After discussing the budget and education, Lieutenant Governor Brown turned to the topic of transportation. Cavan Wilk from Greater Greater Washington took the lead in questioning Brown on the issues, since it is his area of expertise.

Cavan Wilk, Anthony Brown and Press Secretary Mike Raia.

As discussed last time, Brown has a few areas the Governor has given him the lead on. Outside of the BRAC Subcabinet, those issues are not really transportation related. But the Lieutenant Governor was previously a land use and zoning attorney and dove right into some difficult transportation questions.

Brown said a gas tax increase was off the table in 2010, with Marylanders already pinched by salary cuts, unemployment, and other effects of the recession. But Brown did discuss how existing transportation revenues could be used better, with a particular emphasis on mass transit. He acknowledged that finding the right mix of transit versus roads was difficult, and even within each area there were many questions: rail or bus; maintenance of old roads or bridges or construction of new ones; and so on. Brown identified three Administration priorities for transportation: The Purple Line, the Red Line, and the BRAC Intersection program. Every other project is about finishing, fixing, or maintaining, not starting anything new. Brown was not yet up to speed on proposals to expand 270 and/or construct the Corridor Cities Transitway.

Brown also highlighted the Administration’s MARC train plans.
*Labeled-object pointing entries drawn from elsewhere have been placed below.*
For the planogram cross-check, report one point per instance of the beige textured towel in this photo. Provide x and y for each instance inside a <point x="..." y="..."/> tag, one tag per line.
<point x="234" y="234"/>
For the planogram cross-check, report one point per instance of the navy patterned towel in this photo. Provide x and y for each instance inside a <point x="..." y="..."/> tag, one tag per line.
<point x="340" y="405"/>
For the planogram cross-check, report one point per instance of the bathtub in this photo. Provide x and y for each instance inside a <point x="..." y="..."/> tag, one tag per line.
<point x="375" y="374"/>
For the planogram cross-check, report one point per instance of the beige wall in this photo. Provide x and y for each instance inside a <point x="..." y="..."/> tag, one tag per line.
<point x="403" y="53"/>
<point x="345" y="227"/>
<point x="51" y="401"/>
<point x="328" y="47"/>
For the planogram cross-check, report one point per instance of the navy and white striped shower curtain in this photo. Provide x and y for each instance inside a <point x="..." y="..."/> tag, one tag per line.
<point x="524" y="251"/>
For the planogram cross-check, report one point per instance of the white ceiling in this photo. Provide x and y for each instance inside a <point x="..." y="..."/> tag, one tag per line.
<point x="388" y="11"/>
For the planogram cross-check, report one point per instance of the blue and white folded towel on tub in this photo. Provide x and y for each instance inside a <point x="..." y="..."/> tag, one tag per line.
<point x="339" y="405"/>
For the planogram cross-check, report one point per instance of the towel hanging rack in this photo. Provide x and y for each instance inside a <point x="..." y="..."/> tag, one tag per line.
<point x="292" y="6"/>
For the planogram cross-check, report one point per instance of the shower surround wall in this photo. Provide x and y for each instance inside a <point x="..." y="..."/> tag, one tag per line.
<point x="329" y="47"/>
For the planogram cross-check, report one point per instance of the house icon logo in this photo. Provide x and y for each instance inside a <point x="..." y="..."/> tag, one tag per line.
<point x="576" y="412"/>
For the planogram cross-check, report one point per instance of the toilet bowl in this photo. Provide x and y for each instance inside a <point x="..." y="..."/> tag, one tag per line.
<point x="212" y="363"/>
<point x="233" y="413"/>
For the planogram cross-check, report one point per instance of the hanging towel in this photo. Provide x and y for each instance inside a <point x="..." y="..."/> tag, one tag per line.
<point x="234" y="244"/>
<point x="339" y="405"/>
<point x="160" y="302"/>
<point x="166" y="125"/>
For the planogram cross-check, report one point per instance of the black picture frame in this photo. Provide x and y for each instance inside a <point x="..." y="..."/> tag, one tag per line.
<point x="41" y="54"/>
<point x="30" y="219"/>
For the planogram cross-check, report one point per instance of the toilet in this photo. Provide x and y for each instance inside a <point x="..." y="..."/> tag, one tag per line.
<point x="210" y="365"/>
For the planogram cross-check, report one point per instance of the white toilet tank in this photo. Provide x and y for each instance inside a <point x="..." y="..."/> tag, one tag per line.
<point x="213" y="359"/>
The plan goals are ambitious, but Brown took umbrage at the idea that instead of improving MARC, the system was actually moving in the other direction due to the cuts enacted in 2008 that reduced service and effectively increased fares by eliminating certain multi-ride passes. The Lieutenant Governor talked about short term advances that had occurred, including new trains (which was happening prior to the Administration’s plans), improving parking, and renovating stations and platforms. He also said discussions were ongoing with CSX to help address freight traffic issues. As readers of the blog know, two of the MARC train lines are owned by CSX, who control dispatching on the lines. The state is continuing its efforts to coordinate scheduling better with freight trains. But Brown was more passionate talking about long term MARC train plans, including serving new locations. Those plans are more grandiose and nice ideas, but seem fantastical when track switches and signals are malfunctioning on an almost daily basis.

Wilk also kept after Brown about his role in the BRAC Subcabinet and how to address the increased traffic that will be caused by the newly consolidated Walter Reed at Bethesda Naval Medical Center. Brown differentiated Bethesda from other military installations benefiting from BRAC, due to its more urban location. But he also emphasized that the intersections around Bethesda Naval were failing independent of any increased BRAC traffic, so addressing Wisconsin, Jones Bridge, Connecticut, and adjacent roads would be necessary whether Walter Reed moved to Bethesda or not. BRAC just brought more attention to an existing need.

Brown conceptually agreed that expanding roads would, in the long term, just lead to more cars filling those lanes. But he was not prepared to embrace a specific and aggressive transit alternative. He said he has been working with Congressman Van Hollen on some type of transit improvement, but whether that would be a pedestrian bridge, an underground tunnel, a new entrance to the Medical Center Metro Station on the east side of Wisconsin, or other innovative approaches such as higher subsidies for employees to ride instead of drive was not yet known. With the expanded facility set for full operation in 2011, Brown and Van Hollen will need to act much quicker if they hope to affect transportation around the project.